A Japanese businessman is arrested in the Phillipines for possession of heroin, and promptly delivered to a Filipino prison. Inside, he hooks up with the small Japanese community there, a bunch of colourful characters who stick together. He finds that the prison is rife with corruption, and that with money a person can do pretty much anything he wants - including leave, if he so desires. The leader of the Japanese group takes him under his wing, as he needs somebody who looks like a businessman to represent him in his many deals outside the prison. As time goes on, we learn more about the characters and the dynamics of the prison society, until an external influence brings disruption and forces the characters to go on the run.

I didn't enjoy the last two Takashi Miike movies I watched (Graveyard Of Honour (Miike) and Shinjuku Triad Society) all that much, and wondered if I was perhaps "Miike'd out". Well, if I was then it was only a brief phase, and I suspect it was actually that those were two of his weaker films. GUYS FROM PARADISE is a great film, and re-affirms my belief that Takashi Miike may be the planet's greatest living director.

The film is on the less extreme end of Miike's range, with none of the outrageous elements or extreme violence that shock and disturb or excite many viewers. It's a well crafted character-driven drama, though there are still quite a few moments that show Miike's unique touch (most notably the ending). This probably means that it will find less acclaim/notoriety than films such as Fudoh or Ichi The Killer, but it's another piece of evidence that shows there is a lot more to Miike than shock tactics. The film features really individual characters that are very well developed, a well crafted story and excellent direction that pulls the whole thing together beautifully.

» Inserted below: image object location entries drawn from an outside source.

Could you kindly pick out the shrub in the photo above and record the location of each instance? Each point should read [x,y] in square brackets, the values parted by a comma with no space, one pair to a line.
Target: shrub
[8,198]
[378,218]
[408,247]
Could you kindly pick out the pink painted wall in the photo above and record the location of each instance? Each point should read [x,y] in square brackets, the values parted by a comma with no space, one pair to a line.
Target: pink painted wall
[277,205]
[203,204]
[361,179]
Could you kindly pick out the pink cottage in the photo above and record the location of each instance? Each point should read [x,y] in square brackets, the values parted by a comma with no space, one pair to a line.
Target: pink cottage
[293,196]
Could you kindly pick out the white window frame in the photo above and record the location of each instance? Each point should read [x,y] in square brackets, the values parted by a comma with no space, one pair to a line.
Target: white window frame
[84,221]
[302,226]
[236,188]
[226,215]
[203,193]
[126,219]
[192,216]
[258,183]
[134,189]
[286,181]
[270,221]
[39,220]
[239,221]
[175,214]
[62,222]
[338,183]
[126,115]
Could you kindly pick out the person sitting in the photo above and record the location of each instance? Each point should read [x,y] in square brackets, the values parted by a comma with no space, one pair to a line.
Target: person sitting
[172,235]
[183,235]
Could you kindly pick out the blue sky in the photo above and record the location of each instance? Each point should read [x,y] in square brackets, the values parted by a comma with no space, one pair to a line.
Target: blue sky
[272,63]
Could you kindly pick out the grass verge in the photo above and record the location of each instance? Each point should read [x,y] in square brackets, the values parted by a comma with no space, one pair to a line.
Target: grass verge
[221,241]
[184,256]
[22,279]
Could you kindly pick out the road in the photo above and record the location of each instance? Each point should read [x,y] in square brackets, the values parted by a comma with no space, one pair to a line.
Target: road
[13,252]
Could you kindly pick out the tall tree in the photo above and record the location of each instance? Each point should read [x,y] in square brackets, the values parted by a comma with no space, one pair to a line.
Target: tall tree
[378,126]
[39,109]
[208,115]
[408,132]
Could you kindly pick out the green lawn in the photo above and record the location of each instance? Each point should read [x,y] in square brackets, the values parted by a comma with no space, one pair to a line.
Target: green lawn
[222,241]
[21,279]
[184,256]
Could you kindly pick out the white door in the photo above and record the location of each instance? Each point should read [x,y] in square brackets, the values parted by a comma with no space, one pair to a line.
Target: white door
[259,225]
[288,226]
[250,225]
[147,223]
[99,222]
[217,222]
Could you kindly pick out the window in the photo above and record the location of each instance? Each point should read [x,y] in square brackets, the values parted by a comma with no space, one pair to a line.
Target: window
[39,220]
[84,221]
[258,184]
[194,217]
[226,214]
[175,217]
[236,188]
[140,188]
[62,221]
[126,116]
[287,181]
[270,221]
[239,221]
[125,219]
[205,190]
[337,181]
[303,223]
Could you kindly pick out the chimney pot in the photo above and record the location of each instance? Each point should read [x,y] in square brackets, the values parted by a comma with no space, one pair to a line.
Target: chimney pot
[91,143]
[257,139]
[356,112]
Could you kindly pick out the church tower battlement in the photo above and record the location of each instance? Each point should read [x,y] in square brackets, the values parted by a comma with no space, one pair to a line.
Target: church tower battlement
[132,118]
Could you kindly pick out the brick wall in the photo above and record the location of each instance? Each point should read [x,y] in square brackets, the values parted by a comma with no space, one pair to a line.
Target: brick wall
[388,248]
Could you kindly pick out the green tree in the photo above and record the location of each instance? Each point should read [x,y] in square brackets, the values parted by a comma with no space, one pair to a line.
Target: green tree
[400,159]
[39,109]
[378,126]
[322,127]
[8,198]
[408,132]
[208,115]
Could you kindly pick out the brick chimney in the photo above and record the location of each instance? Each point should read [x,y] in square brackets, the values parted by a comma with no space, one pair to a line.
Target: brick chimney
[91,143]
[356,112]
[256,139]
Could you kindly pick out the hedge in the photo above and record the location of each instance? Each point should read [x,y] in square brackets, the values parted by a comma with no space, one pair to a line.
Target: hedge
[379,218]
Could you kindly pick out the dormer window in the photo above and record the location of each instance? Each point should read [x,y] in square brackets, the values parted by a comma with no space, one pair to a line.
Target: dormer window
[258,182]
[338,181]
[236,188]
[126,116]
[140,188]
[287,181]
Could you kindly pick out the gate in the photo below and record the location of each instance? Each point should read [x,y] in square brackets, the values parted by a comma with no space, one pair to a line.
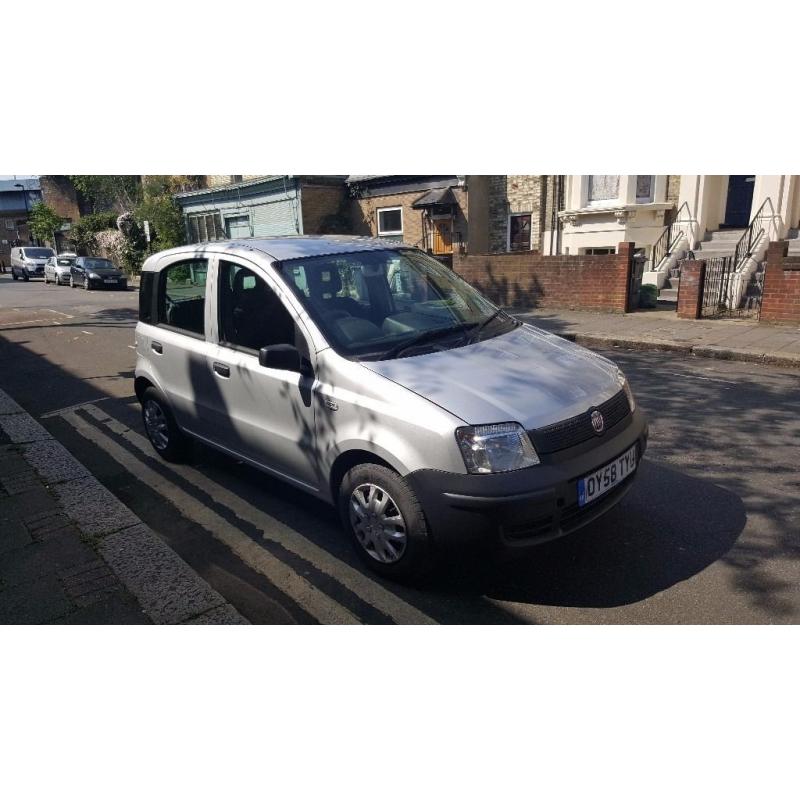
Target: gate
[717,285]
[725,292]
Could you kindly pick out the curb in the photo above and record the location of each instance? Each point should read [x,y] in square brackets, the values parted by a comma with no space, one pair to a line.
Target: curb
[168,590]
[702,351]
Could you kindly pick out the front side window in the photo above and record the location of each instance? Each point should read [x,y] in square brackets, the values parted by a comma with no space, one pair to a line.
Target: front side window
[182,296]
[390,303]
[390,221]
[519,232]
[251,315]
[603,188]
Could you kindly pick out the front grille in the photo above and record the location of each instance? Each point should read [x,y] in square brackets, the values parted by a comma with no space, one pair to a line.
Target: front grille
[575,430]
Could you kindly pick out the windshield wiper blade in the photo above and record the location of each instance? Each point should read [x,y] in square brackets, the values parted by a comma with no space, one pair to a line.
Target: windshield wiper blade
[422,338]
[476,333]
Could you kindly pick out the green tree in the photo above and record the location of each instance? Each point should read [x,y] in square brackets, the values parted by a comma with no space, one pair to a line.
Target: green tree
[104,192]
[43,222]
[83,231]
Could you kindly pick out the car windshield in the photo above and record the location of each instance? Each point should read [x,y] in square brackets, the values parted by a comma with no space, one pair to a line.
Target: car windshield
[97,263]
[390,303]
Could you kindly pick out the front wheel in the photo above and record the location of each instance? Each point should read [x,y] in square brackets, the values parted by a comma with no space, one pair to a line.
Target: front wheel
[162,431]
[385,521]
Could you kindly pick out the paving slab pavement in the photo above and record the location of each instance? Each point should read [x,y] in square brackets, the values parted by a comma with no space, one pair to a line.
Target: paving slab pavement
[732,339]
[72,553]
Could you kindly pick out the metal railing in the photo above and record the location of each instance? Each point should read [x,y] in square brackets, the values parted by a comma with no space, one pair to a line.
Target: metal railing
[669,236]
[758,226]
[716,288]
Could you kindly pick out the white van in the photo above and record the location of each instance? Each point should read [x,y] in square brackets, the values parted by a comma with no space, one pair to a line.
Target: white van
[370,375]
[28,262]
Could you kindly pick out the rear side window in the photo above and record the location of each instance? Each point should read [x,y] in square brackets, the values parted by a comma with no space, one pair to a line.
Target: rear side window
[182,296]
[146,297]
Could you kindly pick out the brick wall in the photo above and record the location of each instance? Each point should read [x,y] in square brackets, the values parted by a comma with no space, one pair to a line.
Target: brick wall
[509,194]
[690,294]
[781,298]
[594,283]
[321,205]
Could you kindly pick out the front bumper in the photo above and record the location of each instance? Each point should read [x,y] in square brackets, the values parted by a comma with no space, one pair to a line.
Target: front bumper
[519,509]
[95,283]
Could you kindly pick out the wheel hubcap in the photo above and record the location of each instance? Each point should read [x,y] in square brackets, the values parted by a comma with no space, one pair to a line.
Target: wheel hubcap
[378,523]
[156,423]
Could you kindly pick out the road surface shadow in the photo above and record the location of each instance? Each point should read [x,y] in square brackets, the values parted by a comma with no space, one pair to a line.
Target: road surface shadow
[668,528]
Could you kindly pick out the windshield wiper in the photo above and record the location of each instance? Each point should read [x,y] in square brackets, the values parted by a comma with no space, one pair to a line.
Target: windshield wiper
[421,338]
[476,333]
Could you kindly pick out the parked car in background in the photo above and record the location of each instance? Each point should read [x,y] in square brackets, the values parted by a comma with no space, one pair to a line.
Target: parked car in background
[28,262]
[96,273]
[371,376]
[58,268]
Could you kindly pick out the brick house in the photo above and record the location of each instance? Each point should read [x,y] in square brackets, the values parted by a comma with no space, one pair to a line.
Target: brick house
[16,199]
[242,206]
[431,212]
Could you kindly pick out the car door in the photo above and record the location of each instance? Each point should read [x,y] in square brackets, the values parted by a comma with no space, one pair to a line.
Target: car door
[177,347]
[265,415]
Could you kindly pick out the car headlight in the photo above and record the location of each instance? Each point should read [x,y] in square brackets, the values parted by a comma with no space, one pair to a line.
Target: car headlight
[496,448]
[625,386]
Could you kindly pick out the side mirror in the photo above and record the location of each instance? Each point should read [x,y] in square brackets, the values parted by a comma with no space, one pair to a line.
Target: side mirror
[281,356]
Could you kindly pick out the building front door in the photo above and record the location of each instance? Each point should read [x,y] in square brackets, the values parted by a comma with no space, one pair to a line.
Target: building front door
[442,236]
[740,201]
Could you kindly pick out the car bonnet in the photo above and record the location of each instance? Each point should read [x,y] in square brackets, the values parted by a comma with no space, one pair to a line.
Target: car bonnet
[527,376]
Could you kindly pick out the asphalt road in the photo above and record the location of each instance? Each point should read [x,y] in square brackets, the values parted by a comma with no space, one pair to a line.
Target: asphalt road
[710,533]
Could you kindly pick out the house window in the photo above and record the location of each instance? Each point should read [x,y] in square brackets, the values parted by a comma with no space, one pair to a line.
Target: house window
[519,232]
[599,251]
[238,227]
[205,228]
[390,221]
[603,188]
[644,188]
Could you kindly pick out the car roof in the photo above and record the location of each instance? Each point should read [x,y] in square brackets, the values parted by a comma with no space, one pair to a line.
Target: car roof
[284,248]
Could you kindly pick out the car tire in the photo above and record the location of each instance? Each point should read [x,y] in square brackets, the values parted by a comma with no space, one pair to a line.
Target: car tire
[371,494]
[163,432]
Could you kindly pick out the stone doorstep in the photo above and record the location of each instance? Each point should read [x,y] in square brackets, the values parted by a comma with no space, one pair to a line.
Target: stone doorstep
[124,553]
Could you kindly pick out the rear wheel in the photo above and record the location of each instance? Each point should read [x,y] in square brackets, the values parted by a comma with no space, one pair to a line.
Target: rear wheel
[385,521]
[162,431]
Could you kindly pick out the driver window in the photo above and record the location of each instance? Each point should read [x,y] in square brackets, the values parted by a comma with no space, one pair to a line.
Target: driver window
[251,315]
[182,296]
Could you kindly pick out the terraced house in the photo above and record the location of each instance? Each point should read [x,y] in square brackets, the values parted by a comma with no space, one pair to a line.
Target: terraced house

It's a fairly slow film, though there are moments of action and excitement to satisfy the impatient.

Miike loves to explore other cultures in his films, showing a world-awareness that isn't often found in Japanese cinema. When he takes his Japanese cast to the Phillipines it's in no way to belittle the Filipino people or culture, just to absorb some of it in the atmosphere of the film. The Japanese characters are no better or worse than the others, they're just the outsiders. Speaking of the cast, everybody does a great job with their characters - the acting throughout is top-notch.

In GUYS FROM PARADISE Miike's direction is pretty restrained, letting the story and characters take front stage rather than his own techniques, but he still manages to create a film that feels uniquely Miike-like. The closest films to it are probably Rainy Dog, Blues Harp and perhaps Bird People Of China (all Miike films, of course). Those that only know Miike from his splatter-fests may be surprised at how mature this film is, but anybody that's experienced a broad range of his insanely prolific output will find further confirmation of his extraordinary film-making talent.